Initial jobless claims rose by 2,000 to 373,000 in the seven days ended July 3, the government said Thursday. These are traditional benefits paid by the states.
Economists surveyed by The Wall Street Journal had forecast new claims would fall to a seasonally adjusted 350,000.
An additional 99,001 applications for benefits were filed through a temporary federal-relief program set up during the pandemic,
The number of people applying for state or federal benefits each week has fallen gradually this year, but they are still more than double the pre-pandemic average. New claims ran in the low 200,000s before the viral outbreak.
Economists predict applications for benefits will fall more rapidly after September once schools reopen and extra unemployment benefits expire.
Big picture: The U.S. economy has made a remarkable recovery this year as more people got vaccinated, governments eased restrictions and Washington pumped trillions of dollars into the economy.
The economy could grow even faster if millions of people who left the labor force after the pandemic went back to work. The unwillingness of so many to reenter of the jobs market has spawned a big debate over the reasons why.
Read: Fewer and fewer people are working full-time from home
Businesses and some economists say extra unemployment benefits have dissuaded many from returning to work, but other experts and surveys of out-of-work Americans point to a wave of early retirements, a lack of child care, and a lingering fear of the coronavirus as bigger factors.

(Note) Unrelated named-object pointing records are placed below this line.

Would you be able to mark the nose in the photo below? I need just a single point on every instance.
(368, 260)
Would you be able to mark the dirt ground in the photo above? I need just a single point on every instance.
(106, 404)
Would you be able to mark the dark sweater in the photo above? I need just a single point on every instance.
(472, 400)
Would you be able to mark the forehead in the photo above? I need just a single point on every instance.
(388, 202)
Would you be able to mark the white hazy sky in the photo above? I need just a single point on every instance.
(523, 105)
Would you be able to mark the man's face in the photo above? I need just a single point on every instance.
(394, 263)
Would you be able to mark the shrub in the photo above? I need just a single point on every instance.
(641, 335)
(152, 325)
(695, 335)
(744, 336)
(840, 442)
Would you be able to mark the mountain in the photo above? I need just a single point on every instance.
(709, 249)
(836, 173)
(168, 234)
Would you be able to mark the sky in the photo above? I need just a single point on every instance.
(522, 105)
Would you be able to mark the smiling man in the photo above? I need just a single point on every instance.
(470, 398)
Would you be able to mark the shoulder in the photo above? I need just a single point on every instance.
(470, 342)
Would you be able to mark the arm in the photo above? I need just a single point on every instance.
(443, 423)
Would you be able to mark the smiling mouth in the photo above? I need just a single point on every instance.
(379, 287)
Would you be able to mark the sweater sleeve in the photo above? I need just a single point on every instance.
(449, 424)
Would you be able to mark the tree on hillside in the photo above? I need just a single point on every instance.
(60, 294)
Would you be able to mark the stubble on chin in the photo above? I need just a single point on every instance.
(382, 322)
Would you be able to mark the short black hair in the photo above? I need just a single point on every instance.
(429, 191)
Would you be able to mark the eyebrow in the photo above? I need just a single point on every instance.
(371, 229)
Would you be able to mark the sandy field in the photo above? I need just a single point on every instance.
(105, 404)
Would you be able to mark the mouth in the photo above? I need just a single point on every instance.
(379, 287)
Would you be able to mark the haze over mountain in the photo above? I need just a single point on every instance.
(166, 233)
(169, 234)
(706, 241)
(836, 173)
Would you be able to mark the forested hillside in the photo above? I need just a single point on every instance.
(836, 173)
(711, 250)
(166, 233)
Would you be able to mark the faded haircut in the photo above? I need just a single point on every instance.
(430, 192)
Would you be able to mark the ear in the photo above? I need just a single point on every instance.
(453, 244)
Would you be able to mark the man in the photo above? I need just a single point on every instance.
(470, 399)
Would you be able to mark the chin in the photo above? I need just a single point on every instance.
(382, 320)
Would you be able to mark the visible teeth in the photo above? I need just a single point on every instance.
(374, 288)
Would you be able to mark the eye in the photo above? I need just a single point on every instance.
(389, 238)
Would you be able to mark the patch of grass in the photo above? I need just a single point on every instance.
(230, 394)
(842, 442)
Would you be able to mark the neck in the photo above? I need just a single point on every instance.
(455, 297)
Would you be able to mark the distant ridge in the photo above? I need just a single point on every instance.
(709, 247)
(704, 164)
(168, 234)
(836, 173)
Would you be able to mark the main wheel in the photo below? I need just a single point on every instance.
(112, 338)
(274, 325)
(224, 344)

Read: There’s plenty of jobs, but not enough people to fill them. How come?
Also: Job openings hit record 9.2 million, but workers aren’t easy to find
Twenty-six states have cut off extra federal benefits in an effort to push the unemployed to find work, but it’s still too early to tell whether that approach will have a big impact.

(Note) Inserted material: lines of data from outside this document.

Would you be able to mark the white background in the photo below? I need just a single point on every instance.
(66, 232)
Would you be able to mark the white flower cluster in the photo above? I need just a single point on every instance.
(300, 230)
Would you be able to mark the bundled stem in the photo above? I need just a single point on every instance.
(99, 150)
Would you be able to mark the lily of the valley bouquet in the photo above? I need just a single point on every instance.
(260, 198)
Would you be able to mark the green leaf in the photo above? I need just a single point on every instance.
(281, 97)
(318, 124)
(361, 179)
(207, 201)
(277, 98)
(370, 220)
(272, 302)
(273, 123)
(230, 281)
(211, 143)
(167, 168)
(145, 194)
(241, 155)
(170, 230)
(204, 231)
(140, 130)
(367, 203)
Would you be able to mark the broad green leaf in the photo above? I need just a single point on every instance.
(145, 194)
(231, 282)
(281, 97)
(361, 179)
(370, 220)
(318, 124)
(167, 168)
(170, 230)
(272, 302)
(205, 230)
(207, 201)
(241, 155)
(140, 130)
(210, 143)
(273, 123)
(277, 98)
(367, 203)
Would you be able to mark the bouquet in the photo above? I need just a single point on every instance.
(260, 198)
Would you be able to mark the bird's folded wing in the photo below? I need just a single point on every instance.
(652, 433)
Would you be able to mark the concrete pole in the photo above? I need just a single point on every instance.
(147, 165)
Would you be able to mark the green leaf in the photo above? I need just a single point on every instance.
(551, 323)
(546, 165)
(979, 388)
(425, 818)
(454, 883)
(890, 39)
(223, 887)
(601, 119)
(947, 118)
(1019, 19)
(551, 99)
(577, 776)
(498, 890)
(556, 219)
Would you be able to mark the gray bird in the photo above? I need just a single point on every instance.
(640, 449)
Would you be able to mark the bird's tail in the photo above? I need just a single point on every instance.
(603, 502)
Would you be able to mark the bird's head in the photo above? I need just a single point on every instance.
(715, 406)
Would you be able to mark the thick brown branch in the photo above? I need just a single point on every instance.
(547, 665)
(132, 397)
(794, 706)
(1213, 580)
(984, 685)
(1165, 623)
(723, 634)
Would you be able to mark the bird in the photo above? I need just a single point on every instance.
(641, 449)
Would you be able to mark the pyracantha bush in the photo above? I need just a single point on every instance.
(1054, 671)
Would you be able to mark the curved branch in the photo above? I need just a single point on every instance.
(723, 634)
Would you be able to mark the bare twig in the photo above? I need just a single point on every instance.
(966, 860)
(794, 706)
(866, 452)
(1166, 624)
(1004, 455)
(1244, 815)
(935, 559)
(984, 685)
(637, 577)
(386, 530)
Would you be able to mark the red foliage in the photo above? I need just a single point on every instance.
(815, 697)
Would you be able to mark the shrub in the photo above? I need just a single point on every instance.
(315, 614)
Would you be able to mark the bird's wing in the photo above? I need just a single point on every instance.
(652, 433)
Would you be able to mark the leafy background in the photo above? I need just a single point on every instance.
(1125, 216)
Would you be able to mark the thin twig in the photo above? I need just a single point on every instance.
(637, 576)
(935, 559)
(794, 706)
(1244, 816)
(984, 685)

The federal benefits are set to expire in all states in September.
The details: New jobless claims rose the most in New York, Pennsylvania and Texas. They fell the most in Puerto Rico, Oklahoma and Maryland.

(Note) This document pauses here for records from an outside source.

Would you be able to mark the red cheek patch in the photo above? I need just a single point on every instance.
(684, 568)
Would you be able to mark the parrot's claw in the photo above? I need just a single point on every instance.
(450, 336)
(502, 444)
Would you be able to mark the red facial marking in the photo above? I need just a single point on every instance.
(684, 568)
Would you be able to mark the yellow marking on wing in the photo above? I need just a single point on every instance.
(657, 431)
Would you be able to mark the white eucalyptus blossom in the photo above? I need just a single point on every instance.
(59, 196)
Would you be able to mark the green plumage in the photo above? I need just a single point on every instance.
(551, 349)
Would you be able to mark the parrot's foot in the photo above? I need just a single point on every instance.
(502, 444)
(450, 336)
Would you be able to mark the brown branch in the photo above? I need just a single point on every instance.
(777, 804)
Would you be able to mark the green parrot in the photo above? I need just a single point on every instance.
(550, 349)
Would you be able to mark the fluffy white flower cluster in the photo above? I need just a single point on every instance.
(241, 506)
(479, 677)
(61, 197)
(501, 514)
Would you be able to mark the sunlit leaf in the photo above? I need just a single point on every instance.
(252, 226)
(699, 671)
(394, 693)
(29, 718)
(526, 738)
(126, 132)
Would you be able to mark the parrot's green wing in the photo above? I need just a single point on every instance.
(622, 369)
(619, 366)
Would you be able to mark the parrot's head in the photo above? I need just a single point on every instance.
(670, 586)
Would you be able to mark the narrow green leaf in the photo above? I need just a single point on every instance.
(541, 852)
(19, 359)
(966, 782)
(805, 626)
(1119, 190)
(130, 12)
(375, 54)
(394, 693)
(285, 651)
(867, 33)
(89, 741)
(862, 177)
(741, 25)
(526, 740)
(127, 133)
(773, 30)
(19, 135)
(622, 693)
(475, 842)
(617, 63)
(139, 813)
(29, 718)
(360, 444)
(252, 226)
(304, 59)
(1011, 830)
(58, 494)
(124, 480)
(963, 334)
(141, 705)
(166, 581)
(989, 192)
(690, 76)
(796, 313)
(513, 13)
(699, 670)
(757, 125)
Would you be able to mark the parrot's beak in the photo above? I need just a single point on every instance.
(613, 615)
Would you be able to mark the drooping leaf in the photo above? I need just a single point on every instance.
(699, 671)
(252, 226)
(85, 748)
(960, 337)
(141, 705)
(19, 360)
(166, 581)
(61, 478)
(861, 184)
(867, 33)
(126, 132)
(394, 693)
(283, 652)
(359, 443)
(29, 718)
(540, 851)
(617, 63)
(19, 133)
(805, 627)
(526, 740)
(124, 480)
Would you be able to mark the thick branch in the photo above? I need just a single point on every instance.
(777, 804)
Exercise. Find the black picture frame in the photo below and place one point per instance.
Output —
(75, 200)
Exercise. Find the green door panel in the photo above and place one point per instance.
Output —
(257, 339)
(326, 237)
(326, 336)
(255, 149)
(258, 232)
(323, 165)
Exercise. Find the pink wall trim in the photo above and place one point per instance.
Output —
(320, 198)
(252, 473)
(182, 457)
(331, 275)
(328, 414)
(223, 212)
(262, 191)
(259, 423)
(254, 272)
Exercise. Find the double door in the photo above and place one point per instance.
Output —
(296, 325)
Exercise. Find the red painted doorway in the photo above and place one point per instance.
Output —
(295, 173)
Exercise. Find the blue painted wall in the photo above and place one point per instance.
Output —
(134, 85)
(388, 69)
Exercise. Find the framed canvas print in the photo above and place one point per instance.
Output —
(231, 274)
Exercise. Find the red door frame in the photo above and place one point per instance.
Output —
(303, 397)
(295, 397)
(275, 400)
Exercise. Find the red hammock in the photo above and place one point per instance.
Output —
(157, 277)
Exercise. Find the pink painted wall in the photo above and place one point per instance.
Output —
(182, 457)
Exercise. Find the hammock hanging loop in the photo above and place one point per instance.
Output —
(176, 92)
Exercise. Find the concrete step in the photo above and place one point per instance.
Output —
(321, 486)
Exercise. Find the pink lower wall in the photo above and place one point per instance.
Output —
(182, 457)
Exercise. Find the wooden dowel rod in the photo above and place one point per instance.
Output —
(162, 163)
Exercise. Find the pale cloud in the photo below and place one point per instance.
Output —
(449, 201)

About half the states saw an increase and half posted a decline.
New claims from two weeks ago were also revised up to 371,000 from a preliminary 364,000, based on more complete information.
The government always has difficulty adjusting new claims for seasonal swings around the July 4 holiday and the annual plant retooling by automakers, a problem compounded by the pandemic.
Read: Fed admits inflation rose much higher than expected, but it still insists price increases are temporary
The number of people already collecting state jobless benefits, meanwhile, fell by 145,000 to a seasonally adjusted 3.34 million in the week ended June 26. These so-called continuing claims slid to a new pandemic low.
Some 5.82 million people who have exhausted state compensation were also getting temporary federal benefits. It was little changed from the prior week.
Altogether, the number of people reportedly receiving benefits from eight separate state and federal programs totaled 14.2 million as of June 19. That’s another pandemic low.
Fewer than 2 million people were getting benefits before the viral outbreak.
Note to readers: A government review found the number of distinct individuals collecting benefits has been inflated by fraud and double counting.
What they are saying? “We have no doubt that the underlying trend will remain downwards,” said chief economist Ian Shepherdson of Pantheon Macroeconomics. “Laying-off staff now is risky, because if business turns out to be better than expected, re-hiring people will be difficult and likely expensive, given the tightness of the labor market.”
Market reaction: The Dow Jones Industrial Average DJIA, +0.30% and S&P 500 SPX, +0.34% were set to fall sharply in Thursday trades.